钱方悻悻地拱手,道:“官人,这踮足的定是与罗三郎交好,你瞧他进来也不问何人是罗三郎便知。”
踮足的辩解道:“官人明察,常到宋家酒楼的哪个不认识罗三郎,官人不信的话,问问他二人。”
郑进前叫那个圆润的上前来问话,“你认得罗三郎?”
圆润的点点头,“回官人,认得。”
“那你可将过程看清楚了?”
圆润的将眯着的眼睛撑大了些,说道:“官人您别瞧我眼睛小,我眼神可好了。我可以作证,当时那位郎君确实将自己的钱袋放在了罗三郎身上。”
郑进前思忖,长得圆润的人一直神情自然、双目正视自己,看来没有撒谎。又问那个结实的,“你且说说你瞧见的。”
大个儿挠挠头,不好意思地说道:“官人,我只是个拉架的,并不知发生了什么事。”
四体发达,头脑简单。郑进前摇摇头,看来夫人他是铁定陪不成了。
钱方在一旁暗笑,道:“哼哼,宋酒娘,你都找了些什么人,一个两个都不中用。
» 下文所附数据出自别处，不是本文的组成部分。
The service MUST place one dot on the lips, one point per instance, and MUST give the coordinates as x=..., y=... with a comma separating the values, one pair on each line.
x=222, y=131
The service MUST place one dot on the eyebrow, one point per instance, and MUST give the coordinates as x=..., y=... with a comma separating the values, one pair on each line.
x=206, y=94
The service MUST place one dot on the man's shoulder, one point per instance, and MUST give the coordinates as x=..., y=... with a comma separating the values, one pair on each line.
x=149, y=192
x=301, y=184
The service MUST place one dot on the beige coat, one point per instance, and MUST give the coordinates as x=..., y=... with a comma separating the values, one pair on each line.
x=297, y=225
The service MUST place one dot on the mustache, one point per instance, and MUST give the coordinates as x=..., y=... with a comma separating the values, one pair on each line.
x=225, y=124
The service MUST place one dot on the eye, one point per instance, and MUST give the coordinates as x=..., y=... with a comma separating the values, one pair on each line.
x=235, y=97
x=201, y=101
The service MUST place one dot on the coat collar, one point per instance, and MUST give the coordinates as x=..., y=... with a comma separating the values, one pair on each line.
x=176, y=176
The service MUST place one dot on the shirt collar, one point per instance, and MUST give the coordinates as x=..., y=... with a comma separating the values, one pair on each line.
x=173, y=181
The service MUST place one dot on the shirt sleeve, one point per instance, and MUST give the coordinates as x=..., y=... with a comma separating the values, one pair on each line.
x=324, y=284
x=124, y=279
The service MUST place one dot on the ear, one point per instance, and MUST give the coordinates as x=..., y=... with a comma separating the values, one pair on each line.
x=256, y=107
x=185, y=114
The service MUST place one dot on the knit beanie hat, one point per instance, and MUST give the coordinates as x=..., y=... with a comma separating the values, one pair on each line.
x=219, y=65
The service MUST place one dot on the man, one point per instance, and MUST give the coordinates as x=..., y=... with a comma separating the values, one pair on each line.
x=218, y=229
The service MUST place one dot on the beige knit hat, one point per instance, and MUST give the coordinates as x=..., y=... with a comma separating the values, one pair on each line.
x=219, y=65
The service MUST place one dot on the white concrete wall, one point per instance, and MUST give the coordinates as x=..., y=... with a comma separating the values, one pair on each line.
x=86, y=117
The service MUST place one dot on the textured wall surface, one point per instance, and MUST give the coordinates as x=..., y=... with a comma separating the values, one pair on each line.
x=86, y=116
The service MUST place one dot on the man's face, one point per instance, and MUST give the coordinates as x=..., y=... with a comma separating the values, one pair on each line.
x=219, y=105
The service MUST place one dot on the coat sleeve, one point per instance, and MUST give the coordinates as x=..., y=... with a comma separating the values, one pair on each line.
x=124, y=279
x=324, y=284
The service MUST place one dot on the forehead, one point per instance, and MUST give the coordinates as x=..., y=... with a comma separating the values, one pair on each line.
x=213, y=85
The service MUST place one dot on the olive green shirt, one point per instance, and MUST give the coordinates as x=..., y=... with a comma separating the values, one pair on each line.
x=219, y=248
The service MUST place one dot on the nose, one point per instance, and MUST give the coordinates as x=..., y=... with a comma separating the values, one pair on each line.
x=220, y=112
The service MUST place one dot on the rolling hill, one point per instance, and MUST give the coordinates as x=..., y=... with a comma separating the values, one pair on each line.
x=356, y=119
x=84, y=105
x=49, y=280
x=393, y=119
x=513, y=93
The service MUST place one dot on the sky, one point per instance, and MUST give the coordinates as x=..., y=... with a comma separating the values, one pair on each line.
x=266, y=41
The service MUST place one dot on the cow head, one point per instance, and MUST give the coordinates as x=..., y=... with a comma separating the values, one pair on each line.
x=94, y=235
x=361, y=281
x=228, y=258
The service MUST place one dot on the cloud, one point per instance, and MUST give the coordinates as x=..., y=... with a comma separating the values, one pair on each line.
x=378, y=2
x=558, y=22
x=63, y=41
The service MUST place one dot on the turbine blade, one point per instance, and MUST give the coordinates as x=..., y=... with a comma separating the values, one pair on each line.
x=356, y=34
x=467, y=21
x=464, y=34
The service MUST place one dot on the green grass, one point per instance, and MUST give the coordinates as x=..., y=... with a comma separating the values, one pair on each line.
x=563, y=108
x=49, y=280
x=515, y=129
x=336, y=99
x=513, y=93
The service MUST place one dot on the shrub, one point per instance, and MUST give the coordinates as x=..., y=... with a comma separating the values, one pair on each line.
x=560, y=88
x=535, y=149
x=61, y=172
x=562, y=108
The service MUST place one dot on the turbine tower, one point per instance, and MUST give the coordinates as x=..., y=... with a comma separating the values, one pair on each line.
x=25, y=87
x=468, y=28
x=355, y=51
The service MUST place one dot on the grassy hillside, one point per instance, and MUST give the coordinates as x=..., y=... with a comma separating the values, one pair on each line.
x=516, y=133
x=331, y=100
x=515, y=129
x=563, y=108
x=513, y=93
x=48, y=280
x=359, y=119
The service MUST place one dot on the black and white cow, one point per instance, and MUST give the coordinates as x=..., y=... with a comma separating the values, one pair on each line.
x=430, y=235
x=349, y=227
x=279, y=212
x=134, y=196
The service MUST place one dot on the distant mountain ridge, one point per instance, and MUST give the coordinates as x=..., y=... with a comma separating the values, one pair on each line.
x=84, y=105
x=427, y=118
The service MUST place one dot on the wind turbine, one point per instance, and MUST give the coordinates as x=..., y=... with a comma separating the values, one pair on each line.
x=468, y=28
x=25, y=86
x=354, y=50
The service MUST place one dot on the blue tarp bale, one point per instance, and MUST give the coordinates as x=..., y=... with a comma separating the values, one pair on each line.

”
宋酒并不理他,对郑进前说道:“官人,画册做得了假,这人可不能吧?官人您断案如神,想必心中有数了!”
奉承的话,宋酒的肚子里要多少有多少。
这话对郑进前来说很是受用,断案如神,不错不错!“这……”
“官人!”钱方堵住他要说的话,“不过是这等小民的片面之词,您可不要听他胡言!”
郑进前眸光一暗,这话听着一点儿也不得人心。
“那老夫的话,不知郑官人可听得进耳否?”
一道高声从庭外传来,铿锵有力。
宋酒回头一看,只觉着这面孔有些熟悉,一时又说不上来在何处见过。
老者通身的正气,步履从容。她不禁暗暗赞叹:好一个德高望重的老者!
其他人见了进来的老者,都是满脸的疑惑。
倒是郑进前坐得高,一见来人,急忙起身,唤道:“谷老,您怎么有空到府衙来了?”
谷老摆摆手,两眼一眨一眨地。
郑进前这才意识到自己失态了,赶紧坐下,面上的尊敬之色却丝毫没有退去。
“老夫今日是来作证的,郑官人莫要把我当客人了。”
谷老慢悠悠地行至宋酒这边,对着宋酒瞧了瞧,忽而笑了,弄得宋酒不明所以。
郑进前亦不明谷老突然出现所谓何意,客气地问道:“谷老,您来是为何人作证?”
谷老人虽清瘦,声音却洪亮得很。“自然是替宋酒娘作证了,难不成还替罪魁祸首作证?”
钱方不知大祸临头,雄赳赳地对谷老说道:“你又是哪里来的?凭什么诬蔑我是罪魁祸首?”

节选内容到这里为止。